The suit, filed in San Francisco on Monday, is brought on behalf of 13 car owners in 9 states. Lawyers are seeking class-action status to compensate owners of the 1.4 million cars that GM recalled in the United States due to the faulty ignition switch.
The suit was filed by a team of plaintiff attorneys from more than 10 firms nationally who have experience suing automakers over defects.
"We have an incredibly strong trial team," said Chicago attorney Adam Levitt of Grant & Eisenhofer. "We also believe we're bringing a set of facts to our complaint that are unique with respect to GM's conduct regarding its defective key system and its subsequent cover-up."
Among the lawyers involved in the case are Lance Cooper, the Marietta, Ga., attorney who won a suit filed on behalf of the family of a woman killed in a 2010 accident involving an ignition switch. That suit was settled in September, 2013, months before GM announced the recall. It was one of the first to focus on the problem with the some of GM's ignition switches.
GM ( declined to comment on pending litigation. It says it is focused on "ensuring the safety and peace of mind of our customers involved in the recall and fixing their vehicles." )

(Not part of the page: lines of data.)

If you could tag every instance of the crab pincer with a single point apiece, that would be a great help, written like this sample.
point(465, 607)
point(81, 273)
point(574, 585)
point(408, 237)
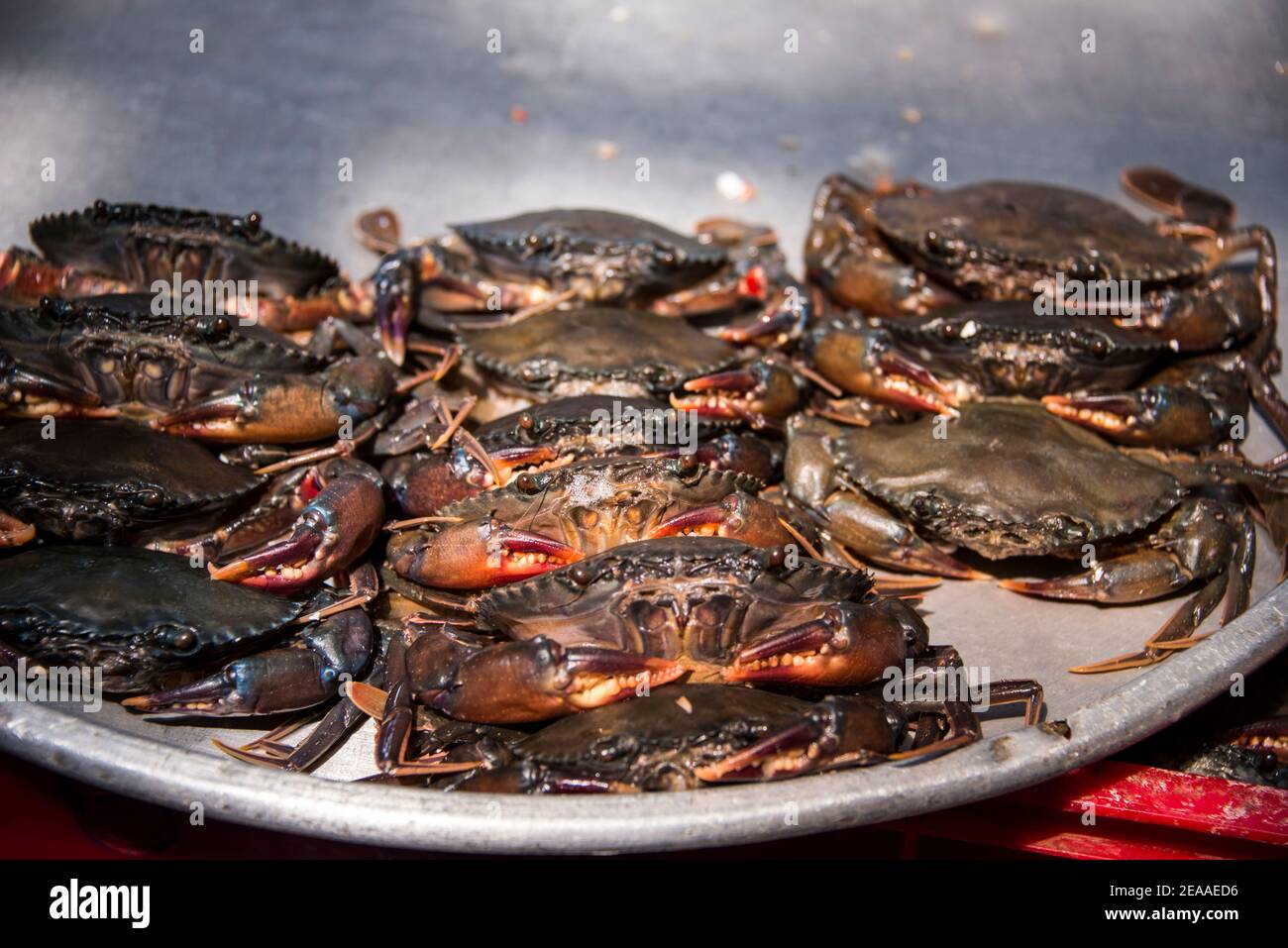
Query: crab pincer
point(286, 408)
point(476, 554)
point(304, 673)
point(845, 644)
point(336, 527)
point(759, 394)
point(739, 515)
point(863, 361)
point(471, 678)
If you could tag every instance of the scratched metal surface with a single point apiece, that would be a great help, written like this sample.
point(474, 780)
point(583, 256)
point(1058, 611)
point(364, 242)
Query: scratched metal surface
point(411, 95)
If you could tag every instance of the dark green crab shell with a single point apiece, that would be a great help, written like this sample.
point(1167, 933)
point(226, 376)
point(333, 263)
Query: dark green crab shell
point(997, 239)
point(1008, 479)
point(56, 331)
point(138, 613)
point(111, 478)
point(610, 257)
point(597, 351)
point(1004, 348)
point(141, 244)
point(617, 481)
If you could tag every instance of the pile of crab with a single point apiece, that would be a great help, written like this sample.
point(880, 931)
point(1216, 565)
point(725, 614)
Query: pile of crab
point(574, 502)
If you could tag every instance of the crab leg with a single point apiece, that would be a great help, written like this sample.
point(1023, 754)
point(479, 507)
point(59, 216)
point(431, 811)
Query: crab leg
point(1201, 540)
point(335, 528)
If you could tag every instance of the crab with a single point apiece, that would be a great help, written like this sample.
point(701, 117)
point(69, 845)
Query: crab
point(686, 737)
point(151, 621)
point(1010, 479)
point(627, 353)
point(1127, 386)
point(542, 260)
point(171, 494)
point(640, 614)
point(548, 436)
point(132, 248)
point(544, 520)
point(910, 252)
point(194, 375)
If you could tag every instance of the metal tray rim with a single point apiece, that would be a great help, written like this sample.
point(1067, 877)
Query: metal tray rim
point(175, 777)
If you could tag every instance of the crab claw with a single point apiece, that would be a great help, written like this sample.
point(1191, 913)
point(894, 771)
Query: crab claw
point(864, 363)
point(283, 679)
point(838, 730)
point(1163, 416)
point(334, 530)
point(476, 554)
point(1162, 189)
point(288, 408)
point(784, 317)
point(848, 644)
point(739, 515)
point(759, 393)
point(539, 679)
point(394, 286)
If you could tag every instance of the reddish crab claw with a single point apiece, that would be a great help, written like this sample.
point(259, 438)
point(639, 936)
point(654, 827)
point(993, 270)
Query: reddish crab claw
point(784, 317)
point(842, 646)
point(738, 515)
point(336, 527)
point(477, 554)
point(1159, 415)
point(862, 361)
point(758, 394)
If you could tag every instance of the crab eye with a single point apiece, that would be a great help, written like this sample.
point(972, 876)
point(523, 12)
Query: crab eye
point(176, 639)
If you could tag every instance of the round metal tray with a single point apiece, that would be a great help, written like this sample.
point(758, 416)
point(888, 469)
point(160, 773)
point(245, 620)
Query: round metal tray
point(426, 116)
point(158, 763)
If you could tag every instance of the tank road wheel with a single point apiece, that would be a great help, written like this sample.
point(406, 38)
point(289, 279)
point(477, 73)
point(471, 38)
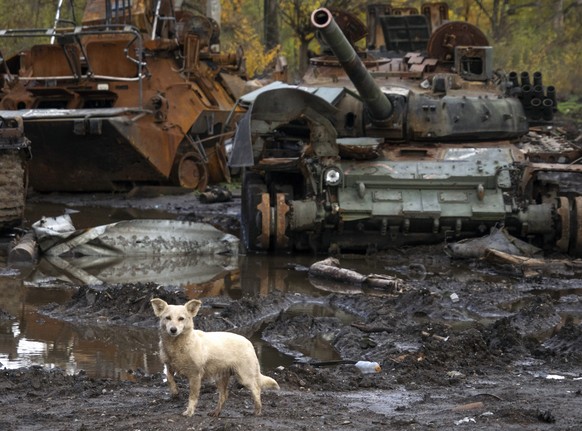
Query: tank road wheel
point(190, 171)
point(252, 193)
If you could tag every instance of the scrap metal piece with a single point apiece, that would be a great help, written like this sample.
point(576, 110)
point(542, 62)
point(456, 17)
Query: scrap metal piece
point(265, 209)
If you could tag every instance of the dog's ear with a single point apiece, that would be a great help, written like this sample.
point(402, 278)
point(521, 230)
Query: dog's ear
point(193, 306)
point(159, 305)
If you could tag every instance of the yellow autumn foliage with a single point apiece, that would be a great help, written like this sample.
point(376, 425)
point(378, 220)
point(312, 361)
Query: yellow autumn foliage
point(242, 29)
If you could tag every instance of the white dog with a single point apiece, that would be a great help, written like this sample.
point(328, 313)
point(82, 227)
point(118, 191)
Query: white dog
point(200, 355)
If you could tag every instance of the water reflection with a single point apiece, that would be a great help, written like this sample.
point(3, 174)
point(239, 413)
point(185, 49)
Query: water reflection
point(28, 337)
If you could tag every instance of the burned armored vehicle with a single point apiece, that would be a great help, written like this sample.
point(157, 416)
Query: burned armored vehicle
point(416, 140)
point(138, 93)
point(14, 159)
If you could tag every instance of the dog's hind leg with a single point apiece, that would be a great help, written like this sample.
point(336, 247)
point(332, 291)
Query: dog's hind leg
point(195, 382)
point(222, 386)
point(256, 394)
point(171, 381)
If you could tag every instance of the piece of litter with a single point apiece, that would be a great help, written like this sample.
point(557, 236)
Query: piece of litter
point(555, 377)
point(465, 420)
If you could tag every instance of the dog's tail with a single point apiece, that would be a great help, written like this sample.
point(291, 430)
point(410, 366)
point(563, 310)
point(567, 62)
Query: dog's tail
point(268, 383)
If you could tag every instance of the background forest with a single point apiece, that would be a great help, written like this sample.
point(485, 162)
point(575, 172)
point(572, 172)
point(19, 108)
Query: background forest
point(526, 34)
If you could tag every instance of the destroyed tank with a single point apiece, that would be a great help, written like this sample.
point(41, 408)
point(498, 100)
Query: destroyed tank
point(14, 158)
point(416, 140)
point(137, 94)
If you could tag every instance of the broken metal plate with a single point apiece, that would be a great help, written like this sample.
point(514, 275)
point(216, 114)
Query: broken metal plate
point(147, 238)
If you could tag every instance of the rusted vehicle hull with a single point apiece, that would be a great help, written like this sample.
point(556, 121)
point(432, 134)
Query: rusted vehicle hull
point(123, 100)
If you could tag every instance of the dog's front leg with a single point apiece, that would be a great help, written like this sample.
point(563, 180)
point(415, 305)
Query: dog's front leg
point(195, 382)
point(171, 381)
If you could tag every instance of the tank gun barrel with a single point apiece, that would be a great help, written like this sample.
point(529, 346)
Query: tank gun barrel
point(378, 104)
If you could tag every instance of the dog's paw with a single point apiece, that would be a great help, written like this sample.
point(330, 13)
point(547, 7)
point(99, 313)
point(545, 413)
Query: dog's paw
point(188, 412)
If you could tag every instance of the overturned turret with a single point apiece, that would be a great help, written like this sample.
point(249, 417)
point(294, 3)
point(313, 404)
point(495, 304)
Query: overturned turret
point(386, 147)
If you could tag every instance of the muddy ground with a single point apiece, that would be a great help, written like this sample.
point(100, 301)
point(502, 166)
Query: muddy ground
point(507, 355)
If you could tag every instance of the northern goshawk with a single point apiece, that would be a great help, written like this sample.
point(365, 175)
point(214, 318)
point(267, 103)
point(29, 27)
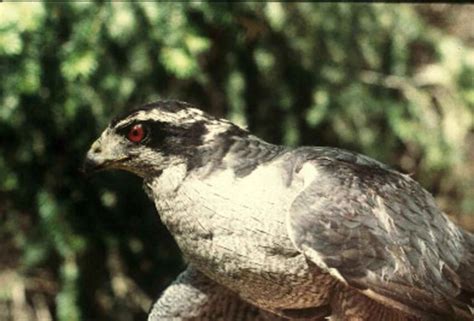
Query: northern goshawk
point(276, 233)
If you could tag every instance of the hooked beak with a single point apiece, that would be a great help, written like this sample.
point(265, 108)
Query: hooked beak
point(101, 158)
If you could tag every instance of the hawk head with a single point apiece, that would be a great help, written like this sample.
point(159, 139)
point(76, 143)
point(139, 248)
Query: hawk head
point(158, 135)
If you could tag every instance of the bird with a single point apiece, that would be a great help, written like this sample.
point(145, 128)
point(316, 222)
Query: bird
point(271, 232)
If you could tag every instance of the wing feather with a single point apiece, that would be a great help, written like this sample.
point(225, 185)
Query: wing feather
point(380, 232)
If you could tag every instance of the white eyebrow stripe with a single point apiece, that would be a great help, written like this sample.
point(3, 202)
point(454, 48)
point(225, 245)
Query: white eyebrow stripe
point(184, 116)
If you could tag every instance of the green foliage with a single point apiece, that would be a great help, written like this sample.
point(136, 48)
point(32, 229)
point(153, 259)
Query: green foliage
point(377, 79)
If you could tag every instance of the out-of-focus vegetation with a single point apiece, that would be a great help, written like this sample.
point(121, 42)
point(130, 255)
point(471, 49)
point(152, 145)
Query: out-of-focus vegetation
point(395, 82)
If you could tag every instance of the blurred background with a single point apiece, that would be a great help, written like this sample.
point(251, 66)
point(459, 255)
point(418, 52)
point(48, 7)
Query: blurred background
point(395, 82)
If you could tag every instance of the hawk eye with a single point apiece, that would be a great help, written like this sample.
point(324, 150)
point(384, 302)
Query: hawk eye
point(136, 133)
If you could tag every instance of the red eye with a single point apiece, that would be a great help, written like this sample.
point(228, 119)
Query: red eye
point(136, 133)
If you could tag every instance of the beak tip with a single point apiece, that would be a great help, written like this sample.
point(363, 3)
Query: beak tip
point(88, 166)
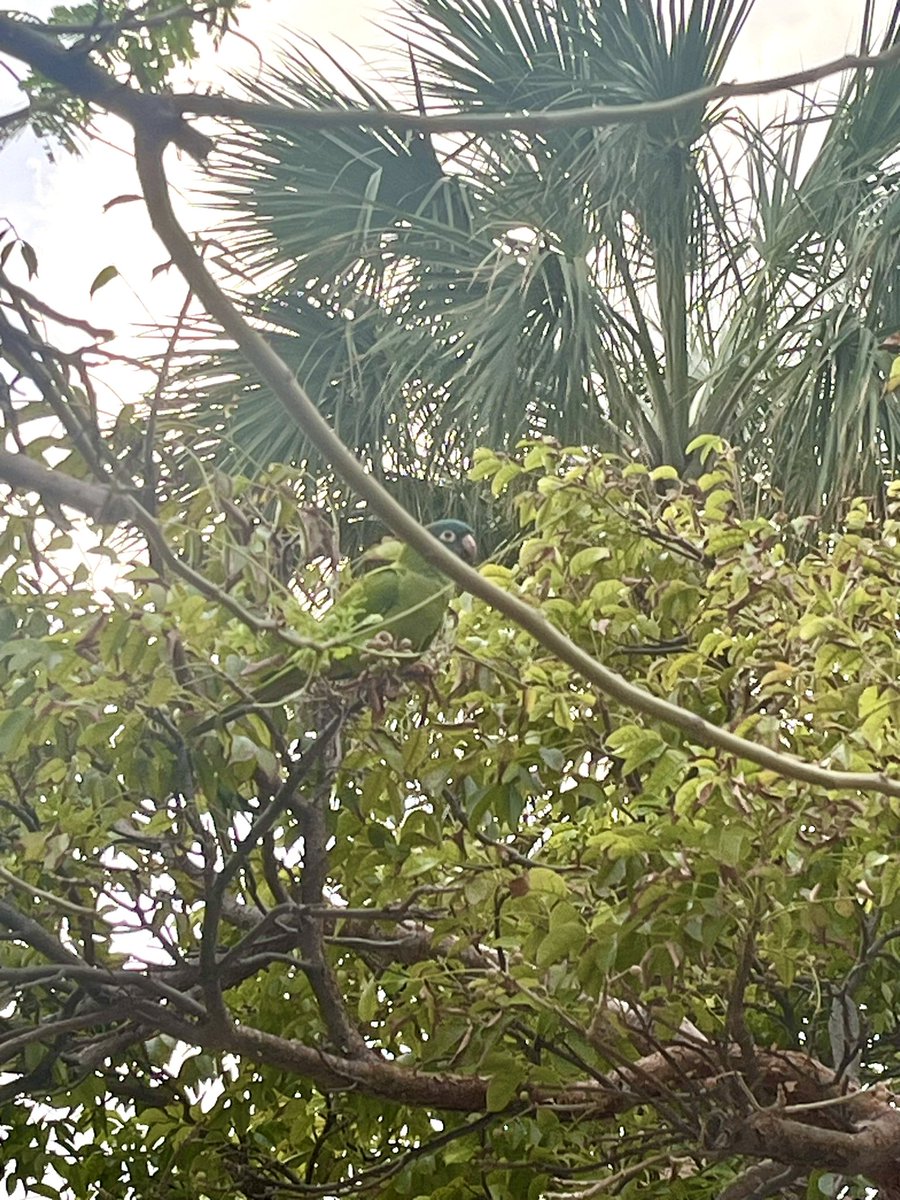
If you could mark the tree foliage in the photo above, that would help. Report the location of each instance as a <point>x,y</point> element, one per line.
<point>623,287</point>
<point>541,889</point>
<point>472,925</point>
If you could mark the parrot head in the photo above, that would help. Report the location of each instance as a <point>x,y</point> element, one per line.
<point>456,535</point>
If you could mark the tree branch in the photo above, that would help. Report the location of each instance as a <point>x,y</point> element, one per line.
<point>301,408</point>
<point>75,70</point>
<point>151,136</point>
<point>589,117</point>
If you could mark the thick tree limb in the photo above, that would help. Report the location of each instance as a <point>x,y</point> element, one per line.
<point>301,408</point>
<point>151,137</point>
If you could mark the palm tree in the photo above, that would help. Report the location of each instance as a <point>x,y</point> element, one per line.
<point>625,287</point>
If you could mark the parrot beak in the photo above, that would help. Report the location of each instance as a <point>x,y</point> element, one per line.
<point>469,549</point>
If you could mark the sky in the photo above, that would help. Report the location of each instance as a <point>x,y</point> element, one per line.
<point>58,203</point>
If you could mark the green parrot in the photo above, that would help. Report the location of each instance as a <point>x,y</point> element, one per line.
<point>405,598</point>
<point>397,606</point>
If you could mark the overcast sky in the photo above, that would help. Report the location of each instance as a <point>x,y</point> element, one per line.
<point>58,205</point>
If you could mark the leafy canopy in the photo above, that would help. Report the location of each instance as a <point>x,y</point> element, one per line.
<point>540,887</point>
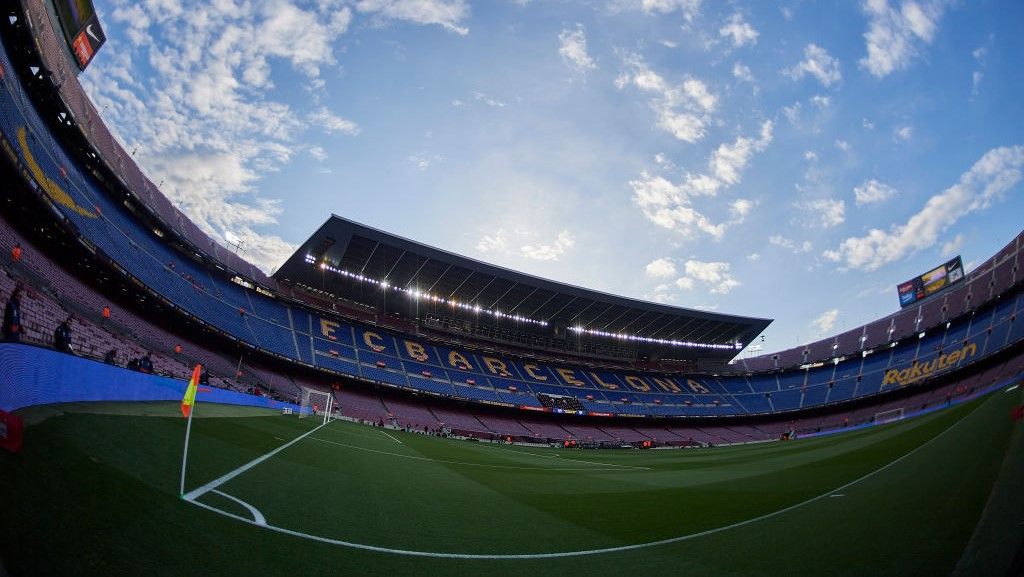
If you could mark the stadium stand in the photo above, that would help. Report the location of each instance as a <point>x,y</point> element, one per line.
<point>208,287</point>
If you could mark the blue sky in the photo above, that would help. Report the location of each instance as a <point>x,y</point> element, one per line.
<point>792,160</point>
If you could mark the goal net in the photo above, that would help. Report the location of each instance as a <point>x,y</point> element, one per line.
<point>889,416</point>
<point>315,404</point>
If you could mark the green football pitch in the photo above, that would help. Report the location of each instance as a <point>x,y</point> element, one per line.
<point>95,492</point>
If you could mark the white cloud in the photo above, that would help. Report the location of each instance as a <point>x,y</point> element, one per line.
<point>493,243</point>
<point>448,13</point>
<point>552,251</point>
<point>330,122</point>
<point>779,240</point>
<point>872,192</point>
<point>980,55</point>
<point>821,100</point>
<point>714,276</point>
<point>420,162</point>
<point>480,96</point>
<point>895,36</point>
<point>739,31</point>
<point>671,206</point>
<point>729,160</point>
<point>317,153</point>
<point>818,64</point>
<point>572,47</point>
<point>740,208</point>
<point>822,213</point>
<point>996,171</point>
<point>689,8</point>
<point>660,269</point>
<point>825,323</point>
<point>952,246</point>
<point>792,113</point>
<point>682,110</point>
<point>205,119</point>
<point>742,72</point>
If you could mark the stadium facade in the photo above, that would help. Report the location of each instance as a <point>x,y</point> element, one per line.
<point>368,313</point>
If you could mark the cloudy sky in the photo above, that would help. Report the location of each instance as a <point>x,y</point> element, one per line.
<point>791,160</point>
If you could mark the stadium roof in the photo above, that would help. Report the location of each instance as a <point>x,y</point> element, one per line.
<point>365,264</point>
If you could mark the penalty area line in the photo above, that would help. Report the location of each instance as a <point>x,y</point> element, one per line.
<point>585,552</point>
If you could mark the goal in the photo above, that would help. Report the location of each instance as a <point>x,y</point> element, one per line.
<point>315,404</point>
<point>889,416</point>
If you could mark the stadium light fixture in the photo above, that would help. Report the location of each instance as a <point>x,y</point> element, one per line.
<point>418,294</point>
<point>647,339</point>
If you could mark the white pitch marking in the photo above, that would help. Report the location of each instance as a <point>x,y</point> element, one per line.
<point>258,518</point>
<point>464,463</point>
<point>585,551</point>
<point>196,493</point>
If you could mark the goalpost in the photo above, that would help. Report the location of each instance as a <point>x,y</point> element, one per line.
<point>315,404</point>
<point>889,416</point>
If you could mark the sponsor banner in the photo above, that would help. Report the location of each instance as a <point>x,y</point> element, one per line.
<point>538,409</point>
<point>920,371</point>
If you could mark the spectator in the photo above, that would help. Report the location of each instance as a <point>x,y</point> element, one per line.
<point>12,328</point>
<point>145,364</point>
<point>61,337</point>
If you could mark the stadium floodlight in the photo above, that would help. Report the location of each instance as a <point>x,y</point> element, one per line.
<point>421,295</point>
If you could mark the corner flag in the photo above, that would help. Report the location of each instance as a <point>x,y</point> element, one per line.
<point>189,399</point>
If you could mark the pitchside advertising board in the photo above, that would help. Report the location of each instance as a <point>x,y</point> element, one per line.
<point>931,282</point>
<point>81,29</point>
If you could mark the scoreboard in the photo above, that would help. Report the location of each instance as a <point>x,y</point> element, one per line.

GM's own documents show its engineers knew of problems with the ignition as far back as 2004, but that the automaker did not order a recall until February of this year. The suit charges there was evidence of problems as far back as 2001.
The suit is also charging that the faulty ignitions continued to be a problem on models as late as the 2010 model year. GM's recall only covers Chevrolet Cobalts, Pontiac G5's, Saturn Ions, Pontiac Solstice, Saturn Sky's, through 2007 model years, and the Chevrolet HHR's through 2006.
GM said it plans to start replacing the ignition system in April, but the suit charges that, "To fully remedy the problem and render the defective vehicles safe...additional design elements beyond a new ignition switch are needed." It also seeks compensation for car owners who the suit says have been harmed by a reduced value of their cars.
A similar class action lawsuit against Toyota Motor ( was filed after its 2010 recall to deal with unintended acceleration in more than 8 million vehicles. That suit led to a $1.1 billion settlement, including a $250 million fund to compensate car owners for the reduced value of their vehicles. )
In addition to civil lawsuits, General Motors is facing an investigation by government safety regulators and Congress. CEO Mary Barra admitted that "terrible things happened" because of the delay in ordering a recall, and is due to testify before Congress on April 1.
It is also facing a federal criminal probe. The automaker has hired outside investigators to conduct its own internal investigation into why it took so long to order the recall, and has promoted a veteran engineering employee to a new safety chief position at the company.